Recuerdo los días en que pasaba por delante de una verja. Esquivaba algunas puntas que se rompieron y como cuchillos marcaban los brazos o rasgaban las ropas de los despistados. Nunca me apeteció entrar en el solar baldío, lleno como estaba de escombros, sin mayor estética que la de un abandono.

Un día antes de navidad, alguien puso unas telas roídas, dejó de interesarme el hueco. Alguien había ido rematando los rotos y ya no parecía un invernadero del temido Tétanos.

Pasó el triste invierno y en la primavera, el caminó se iluminó de olor, aquel espacio, ahora protegido, empezaba a ser un deseo.

Una tarde, antes de las tres, busqué un hueco por donde colarme. La entrada cerrada con un alambre no daba invitaciones, me costó, me rasgué, le vi los ojos al veneno, pero no me importaba nada, mi saliva siempre tuvo poderes curativos, mientras me cantará el “Curita Sana”

Allí, al otro lado, reventando por la explosión… miles de flores alfombraban un espacio donde las viejas vigas y los ladrillos rotos habían pasado a ser parte del jardín del Edén entre basuras. Nunca supe quien lo hizo, ni si se hizo solo, como un enfado al abandono.

Esa tarde el colegio estaba detrás de una verja oxidada, desconocida aula, sin más maestro que el olor; la bronca del ciego, al día siguiente, estaba asegurada.

¡NO MIRAR!

Entró, y cuando miró, los ojos se le hicieron añicos. Caían las esquirlas de cornea; pensaba que no era justo.
Estúpido cartel para humanos desobedientes.
No mirar.
¿Quién deja de hacerlo si lee eso? No mirar, no mirar y preguntarse ¿el qué? Entonces, miras y no es normal que los ojos estallen, todo lo más, podría darse el caso de que pasase como aquella vez que tocó y no perdió los dedos, solo obtuvo un reconocimiento médico por la electrocución.
Uno de los parpados se le había quedado enganchado entre los pelos de la barba, lo notaba húmedo y viscoso. Sacó un pañuelo y se limpió.
Intentaba recordar lo visto, pero la imagen que le venía a la cabeza era la suya propia. El rabillo del ojo le aplastaba el sentido, había girado por completo.

Un regalo me hicieron.

Cinco palabras me dan, son un regalo. Solo cinco y ni una más, vaya dádiva.

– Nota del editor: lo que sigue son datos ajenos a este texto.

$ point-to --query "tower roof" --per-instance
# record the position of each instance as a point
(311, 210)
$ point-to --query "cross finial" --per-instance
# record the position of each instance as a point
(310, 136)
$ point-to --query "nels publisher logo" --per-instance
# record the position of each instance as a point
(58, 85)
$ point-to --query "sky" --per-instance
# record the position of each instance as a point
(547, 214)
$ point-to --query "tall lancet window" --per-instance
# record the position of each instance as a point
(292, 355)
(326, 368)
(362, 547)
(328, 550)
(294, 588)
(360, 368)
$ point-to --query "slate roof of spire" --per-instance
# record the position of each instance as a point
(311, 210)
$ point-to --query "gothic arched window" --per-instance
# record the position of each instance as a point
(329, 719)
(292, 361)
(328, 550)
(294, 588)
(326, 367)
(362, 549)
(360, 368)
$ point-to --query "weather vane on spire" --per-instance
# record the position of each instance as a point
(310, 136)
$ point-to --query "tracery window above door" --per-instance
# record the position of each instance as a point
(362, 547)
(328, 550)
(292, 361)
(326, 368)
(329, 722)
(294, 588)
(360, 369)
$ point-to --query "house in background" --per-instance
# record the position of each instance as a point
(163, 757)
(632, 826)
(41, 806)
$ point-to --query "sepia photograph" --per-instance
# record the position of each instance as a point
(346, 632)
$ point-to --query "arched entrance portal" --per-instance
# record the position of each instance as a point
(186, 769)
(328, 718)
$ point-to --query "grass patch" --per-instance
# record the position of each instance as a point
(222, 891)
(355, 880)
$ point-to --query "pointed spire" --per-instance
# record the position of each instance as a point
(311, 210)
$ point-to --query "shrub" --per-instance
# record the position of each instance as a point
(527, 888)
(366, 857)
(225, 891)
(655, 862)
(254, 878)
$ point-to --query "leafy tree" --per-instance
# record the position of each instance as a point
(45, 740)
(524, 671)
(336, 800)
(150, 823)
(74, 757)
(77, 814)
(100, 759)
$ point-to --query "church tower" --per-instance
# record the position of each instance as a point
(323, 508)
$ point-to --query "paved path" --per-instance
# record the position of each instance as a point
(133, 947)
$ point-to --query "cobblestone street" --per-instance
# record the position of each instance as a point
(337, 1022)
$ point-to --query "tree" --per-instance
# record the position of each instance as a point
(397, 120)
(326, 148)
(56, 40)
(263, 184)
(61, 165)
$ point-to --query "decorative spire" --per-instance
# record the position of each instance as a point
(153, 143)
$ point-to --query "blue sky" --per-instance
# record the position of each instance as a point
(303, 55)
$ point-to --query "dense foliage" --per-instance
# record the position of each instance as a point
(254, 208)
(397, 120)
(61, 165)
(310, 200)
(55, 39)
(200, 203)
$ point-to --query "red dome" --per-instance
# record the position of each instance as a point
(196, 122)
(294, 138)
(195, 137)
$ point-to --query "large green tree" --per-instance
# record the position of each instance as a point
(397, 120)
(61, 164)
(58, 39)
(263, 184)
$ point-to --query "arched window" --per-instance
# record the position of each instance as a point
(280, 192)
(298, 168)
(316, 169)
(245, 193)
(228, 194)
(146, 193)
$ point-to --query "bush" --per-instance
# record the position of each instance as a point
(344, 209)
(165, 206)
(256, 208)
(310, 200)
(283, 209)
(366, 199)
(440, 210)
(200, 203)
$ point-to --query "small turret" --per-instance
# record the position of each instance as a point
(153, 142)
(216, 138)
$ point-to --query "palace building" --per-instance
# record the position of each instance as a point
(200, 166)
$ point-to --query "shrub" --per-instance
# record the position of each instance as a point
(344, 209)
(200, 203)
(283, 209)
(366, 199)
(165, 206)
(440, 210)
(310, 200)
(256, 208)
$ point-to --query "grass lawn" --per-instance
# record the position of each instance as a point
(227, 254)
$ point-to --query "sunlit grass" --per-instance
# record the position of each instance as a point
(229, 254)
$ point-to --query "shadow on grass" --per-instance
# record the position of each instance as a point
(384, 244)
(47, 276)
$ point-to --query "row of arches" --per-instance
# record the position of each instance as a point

Con cinco puedo decirte en la uno que te amo, en la dos que te quiero y así me sobran tres si ando romántica.

Si te odio puedo no decirte nada, y me sobra el obsequio, que para despreciar con no hablar es más que suficiente.

Me dieron cinco y me pregunto porque no me dan más, si tengo tanto que decir y con tan pocas palabras no me podré expresar.

Las palabras no son las que me hubiesen gustado, pero soy educada y con solo una puedo quedar bien, gracias.

Hay trucos y podría multiplicarlas, o quizás utilizar las cinco que fuesen una, y en sinónimos me he de perder en el dicho, para decir lo mismo en usando una.

No quiero gastarlas, así que me las guardo; voy a ver si las puedo plantar, que lo mismo si las riego se me multiplican.

El gato mudo.

SOLO ELLA LO SABE, QUE ES MÍSTICA Y LIBRERA.

Nadie sabe cómo llegó hasta ese lugar, ni siquiera dando explicaciones de esas que parecen tan entendibles y que en este caso, se notaba a la legua, que era una página en blanco al inicio de un libro. Es por esto que le llamarón Cortesía, porque era blanca y risueña, y siempre estaba dispuesta a presentar todo aquello que le rodeaba; lo contaba de tantas maneras bonitas que dejaba a todos impactados y luego nunca sabían cual escoger.

Ella apareció en ese momento que dicen “dado” y lo dicen porque así es, un momento de muchas caras y más expresiones, con dedicatoria principal, una que sorteaba las camas, las mesas y se quedaba con la fina línea de los estantes. El lugar es el que es, un pequeño gran espacio donde se resguardan de las inclemencias los libros. Su padre podía haber sido una enciclopedia y su madre un diccionario; dos que se mezclaron una tarde de cuestiones y dudas con ganas de ser resueltas y se resolvieron de la mejor manera, pasando página y llegando con los índices a lo que realmente querían.

Vida cierta tuvo, la que parece real porque en estando blanca te van llenando de palabras que significan algo. Te cuentan que además de estar impresas te las tienes que imprimir muy dentro y que luego te premian por esto. La premiaron y se fue de viaje al país donde no usaban letras.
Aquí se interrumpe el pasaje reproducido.